Key Questions Answered

  • Startup Banking PMF: Mercury achieved near-instant product-market fit by targeting early-stage startups specifically because they are product-minded, adopt best-in-class tools quickly, and create viral distribution within ecosystems like Y Combinator, where over 50% of each batch now uses Mercury. Starting with a small, high-signal cohort that grows rapidly and stays sticky is a replicable GTB strategy for fintech founders targeting developer-adjacent communities.
  • Multi-Product Retention Threshold: Mercury tracks whether customers use three or more products, currently at 20% of its base. Data from Uber shows users engaging with two of three core products are 10x more active. Founders should identify their own "2.4 product" threshold — the minimum product combination that makes churn nearly impossible — and build acquisition funnels that naturally cross-sell toward that number.

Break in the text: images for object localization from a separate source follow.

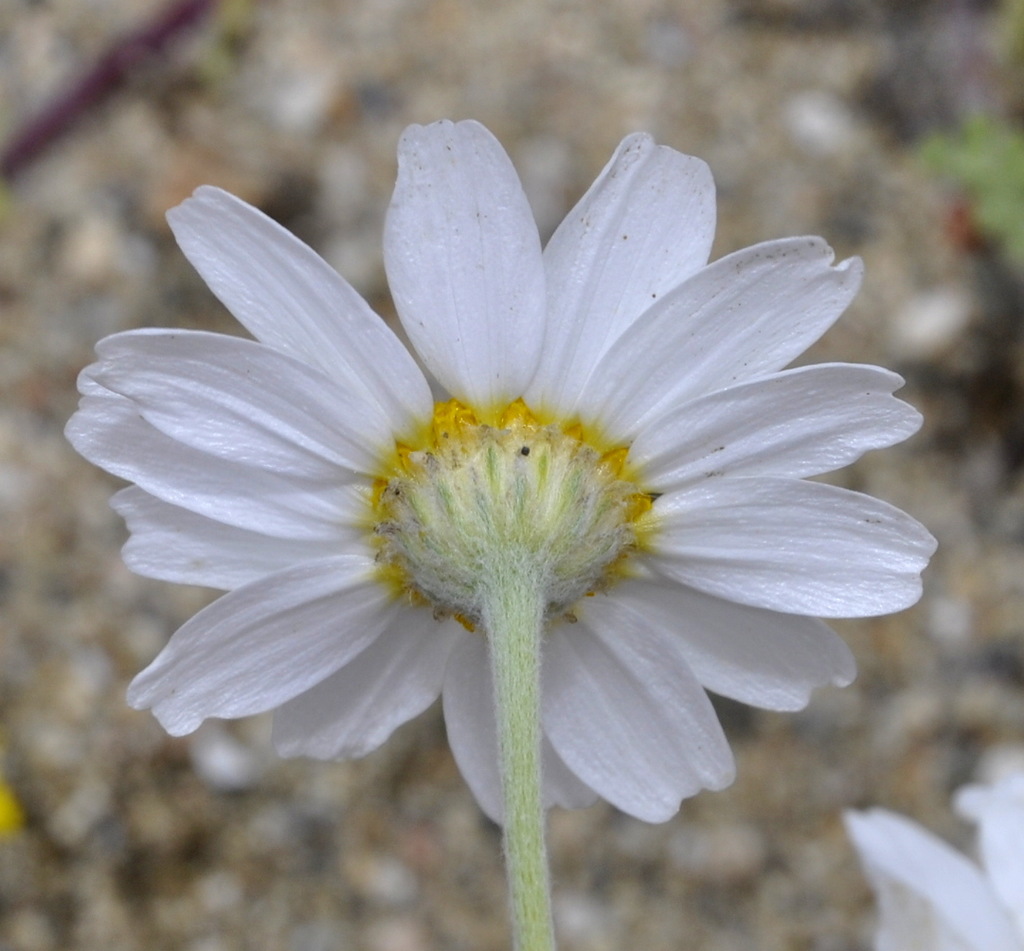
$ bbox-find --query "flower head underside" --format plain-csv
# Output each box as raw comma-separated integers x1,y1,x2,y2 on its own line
373,398,654,628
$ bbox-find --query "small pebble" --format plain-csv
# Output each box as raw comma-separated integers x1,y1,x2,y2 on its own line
783,90,859,156
189,723,265,793
668,822,767,885
889,287,973,361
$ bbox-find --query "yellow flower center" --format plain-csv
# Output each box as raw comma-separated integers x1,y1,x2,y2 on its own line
371,399,654,628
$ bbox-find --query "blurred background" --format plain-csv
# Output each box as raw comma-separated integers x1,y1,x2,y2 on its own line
2,0,1024,948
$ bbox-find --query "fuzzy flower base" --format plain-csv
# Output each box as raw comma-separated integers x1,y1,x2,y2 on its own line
67,119,935,823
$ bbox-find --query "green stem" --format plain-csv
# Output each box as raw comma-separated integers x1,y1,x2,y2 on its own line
481,562,556,951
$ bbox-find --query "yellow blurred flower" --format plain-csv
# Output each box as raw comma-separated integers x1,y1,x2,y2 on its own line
0,777,25,836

  • Banking Charter Rationale: Mercury applied for a bank charter after outgrowing its partner banks, which created a proxy-regulation problem where Mercury needed partner approval for every new feature. Owning the charter eliminates that bottleneck, enabling direct control over product roadmap execution. Founders relying on third-party infrastructure should model at what revenue or customer scale that dependency becomes a strategic ceiling rather than a cost-saving shortcut.
  • Copycat Detection Red Flags: When evaluating a competitor, Avi Patel identified five compounding fraud signals: website copied pixel-for-pixel, 50% of traffic from a region with a 95% fraudulent upload rate, live user counters that were manually hardcoded rather than real-time, compliance badges claimed on the homepage but unverified in the actual compliance portal, and wage theft allegations surfacing in public search results. Each signal alone is dismissible; the combination warrants immediate public response.

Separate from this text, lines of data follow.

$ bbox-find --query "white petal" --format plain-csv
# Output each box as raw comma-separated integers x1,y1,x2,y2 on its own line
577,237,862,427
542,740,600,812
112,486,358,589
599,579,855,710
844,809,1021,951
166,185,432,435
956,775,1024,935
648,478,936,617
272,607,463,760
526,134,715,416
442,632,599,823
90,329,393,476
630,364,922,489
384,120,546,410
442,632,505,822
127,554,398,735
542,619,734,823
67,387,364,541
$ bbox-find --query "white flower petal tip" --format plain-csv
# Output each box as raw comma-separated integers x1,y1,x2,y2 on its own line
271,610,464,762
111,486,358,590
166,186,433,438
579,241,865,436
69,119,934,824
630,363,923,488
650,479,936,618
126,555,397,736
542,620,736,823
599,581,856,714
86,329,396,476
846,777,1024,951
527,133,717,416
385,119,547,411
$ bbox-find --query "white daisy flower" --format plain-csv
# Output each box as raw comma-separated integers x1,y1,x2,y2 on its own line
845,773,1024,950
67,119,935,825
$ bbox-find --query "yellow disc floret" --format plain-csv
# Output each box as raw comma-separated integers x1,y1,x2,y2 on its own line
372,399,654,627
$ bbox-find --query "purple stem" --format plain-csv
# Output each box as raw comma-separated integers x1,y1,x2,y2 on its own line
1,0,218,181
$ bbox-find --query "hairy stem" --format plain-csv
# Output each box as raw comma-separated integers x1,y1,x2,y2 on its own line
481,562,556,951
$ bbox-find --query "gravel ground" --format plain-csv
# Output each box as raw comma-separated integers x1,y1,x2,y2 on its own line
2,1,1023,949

  • Founder Reputation Defense Strategy: When a well-funded copycat emerges and litigation is cost-prohibitive, the highest-leverage response is a documented, unemotional public post naming specific evidence — website comparisons, traffic data, compliance discrepancies — and naming the funding source. Patel's post reached millions, caused VCs to follow Kled, and generated inbound investment interest, all without legal fees. The key is keeping the post factual and avoiding personal attacks to maintain credibility.
  • OpenAI YC Credits as Intelligence Play: Sam Altman's offer of $2M in OpenAI credits to current YC batch companies in exchange for equity gives OpenAI usage telemetry across 200 startups simultaneously. By monitoring which companies scale from 2M to 20M tokens, OpenAI can identify breakout applications, prioritize acquisition targets, and replicate successful use cases natively. Founders should treat any platform offering subsidized infrastructure plus equity as a market intelligence arrangement, not a philanthropic one.
  • Human Data Marketplace Economics: Kled has collected over 1.1 billion files in four months, with 5 million daily uploads from 300,000 users. A single unnamed AI lab offered $1,000 per person for selfie camera rolls from 100,000 participants — a $100M contract currently blocked only by fraud detection pipeline gaps. The key infrastructure bottleneck in this category is not data volume but fraud detection: duplicate filtering, AI-generated image rejection, and task-compliance verification at scale.

Notable Moment

Patel revealed that his own seed investors initially messaged him within five minutes of his public callout post demanding he delete it immediately. Within one hour, every one of those same investors reversed course and told him never to change. The rapid reversal illustrates how founders and backers instinctively default to conflict avoidance before recognizing that documented, factual public defense can be strategically sound.